Während sie trotz Gefangenschaft und Exil monatelang mit dumpfer Ausdauer wartend durchgehalten hatten, genügte der erste Hoffnungsschimmer, um zu zerstören, was Angst und Verzweiflung nicht hatten erschüttern können.

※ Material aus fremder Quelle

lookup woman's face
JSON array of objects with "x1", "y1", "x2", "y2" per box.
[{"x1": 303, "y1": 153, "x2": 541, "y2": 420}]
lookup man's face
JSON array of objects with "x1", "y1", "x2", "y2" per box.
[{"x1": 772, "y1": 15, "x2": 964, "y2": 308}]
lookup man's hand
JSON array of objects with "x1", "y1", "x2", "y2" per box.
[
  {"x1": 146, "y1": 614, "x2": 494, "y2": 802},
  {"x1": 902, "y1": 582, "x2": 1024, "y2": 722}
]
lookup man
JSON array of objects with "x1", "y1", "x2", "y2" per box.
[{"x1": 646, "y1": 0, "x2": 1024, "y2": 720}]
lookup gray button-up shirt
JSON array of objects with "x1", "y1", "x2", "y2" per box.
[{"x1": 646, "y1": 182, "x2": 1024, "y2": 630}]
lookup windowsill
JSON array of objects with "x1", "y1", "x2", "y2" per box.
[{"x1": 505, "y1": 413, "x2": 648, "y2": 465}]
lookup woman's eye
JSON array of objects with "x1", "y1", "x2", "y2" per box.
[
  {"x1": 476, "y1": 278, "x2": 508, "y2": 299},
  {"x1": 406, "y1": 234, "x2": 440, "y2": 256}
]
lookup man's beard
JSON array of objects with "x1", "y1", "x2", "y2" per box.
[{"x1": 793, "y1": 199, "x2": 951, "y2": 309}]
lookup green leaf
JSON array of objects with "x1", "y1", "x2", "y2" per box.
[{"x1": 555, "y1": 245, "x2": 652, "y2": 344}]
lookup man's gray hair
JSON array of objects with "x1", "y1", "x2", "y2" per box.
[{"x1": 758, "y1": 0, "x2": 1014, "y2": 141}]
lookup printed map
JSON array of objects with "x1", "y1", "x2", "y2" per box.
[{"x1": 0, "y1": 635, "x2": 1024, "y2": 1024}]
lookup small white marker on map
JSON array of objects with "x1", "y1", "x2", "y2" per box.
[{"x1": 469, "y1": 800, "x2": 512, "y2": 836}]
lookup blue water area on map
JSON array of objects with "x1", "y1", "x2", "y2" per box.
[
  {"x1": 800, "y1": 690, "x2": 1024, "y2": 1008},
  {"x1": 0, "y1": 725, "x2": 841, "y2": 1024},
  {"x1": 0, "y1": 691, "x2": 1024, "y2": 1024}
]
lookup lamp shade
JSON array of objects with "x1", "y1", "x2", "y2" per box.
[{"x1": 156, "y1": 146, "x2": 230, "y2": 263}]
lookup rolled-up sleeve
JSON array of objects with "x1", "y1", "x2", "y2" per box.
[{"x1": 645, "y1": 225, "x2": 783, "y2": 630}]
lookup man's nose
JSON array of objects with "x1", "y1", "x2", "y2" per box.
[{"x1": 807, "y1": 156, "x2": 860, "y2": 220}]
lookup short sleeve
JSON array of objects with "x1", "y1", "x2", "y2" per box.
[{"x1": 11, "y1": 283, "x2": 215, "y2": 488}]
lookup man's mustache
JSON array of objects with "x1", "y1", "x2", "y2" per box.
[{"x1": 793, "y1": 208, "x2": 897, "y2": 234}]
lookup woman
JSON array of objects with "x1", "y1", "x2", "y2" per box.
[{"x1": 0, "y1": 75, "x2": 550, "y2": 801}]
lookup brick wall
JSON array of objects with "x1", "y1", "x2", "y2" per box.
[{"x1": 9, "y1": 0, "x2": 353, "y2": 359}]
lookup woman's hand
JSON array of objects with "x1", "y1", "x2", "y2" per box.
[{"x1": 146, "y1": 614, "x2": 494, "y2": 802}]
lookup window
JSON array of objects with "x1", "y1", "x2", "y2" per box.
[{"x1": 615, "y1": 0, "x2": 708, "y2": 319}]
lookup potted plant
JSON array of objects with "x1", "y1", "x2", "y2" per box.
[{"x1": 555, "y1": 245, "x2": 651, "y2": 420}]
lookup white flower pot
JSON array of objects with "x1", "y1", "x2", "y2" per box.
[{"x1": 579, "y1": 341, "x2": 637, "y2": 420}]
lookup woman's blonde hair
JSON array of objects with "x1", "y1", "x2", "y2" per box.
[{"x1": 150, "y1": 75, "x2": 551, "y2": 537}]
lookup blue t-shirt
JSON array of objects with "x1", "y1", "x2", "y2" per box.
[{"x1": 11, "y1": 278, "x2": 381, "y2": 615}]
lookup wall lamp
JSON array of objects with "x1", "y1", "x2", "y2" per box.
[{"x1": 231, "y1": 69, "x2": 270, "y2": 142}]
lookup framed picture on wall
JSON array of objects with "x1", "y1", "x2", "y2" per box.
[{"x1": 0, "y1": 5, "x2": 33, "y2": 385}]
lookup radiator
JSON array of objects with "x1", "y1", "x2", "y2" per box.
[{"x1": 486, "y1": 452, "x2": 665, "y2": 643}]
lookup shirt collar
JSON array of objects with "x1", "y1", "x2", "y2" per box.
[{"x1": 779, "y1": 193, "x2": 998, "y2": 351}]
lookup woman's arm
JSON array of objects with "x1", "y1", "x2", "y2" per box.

Sie stürzten wie Irre vorwärts, um der Pest zuvorzukommen, und waren unfähig, bis zum letzten Augenblick mit ihr Schritt zu halten.

Im Übrigen kann man sagen, dass die Herrschaft der Pest von dem Augenblick an beendet war, als für die Bevölkerung ein kleiner Funke Hoffnung möglich wurde.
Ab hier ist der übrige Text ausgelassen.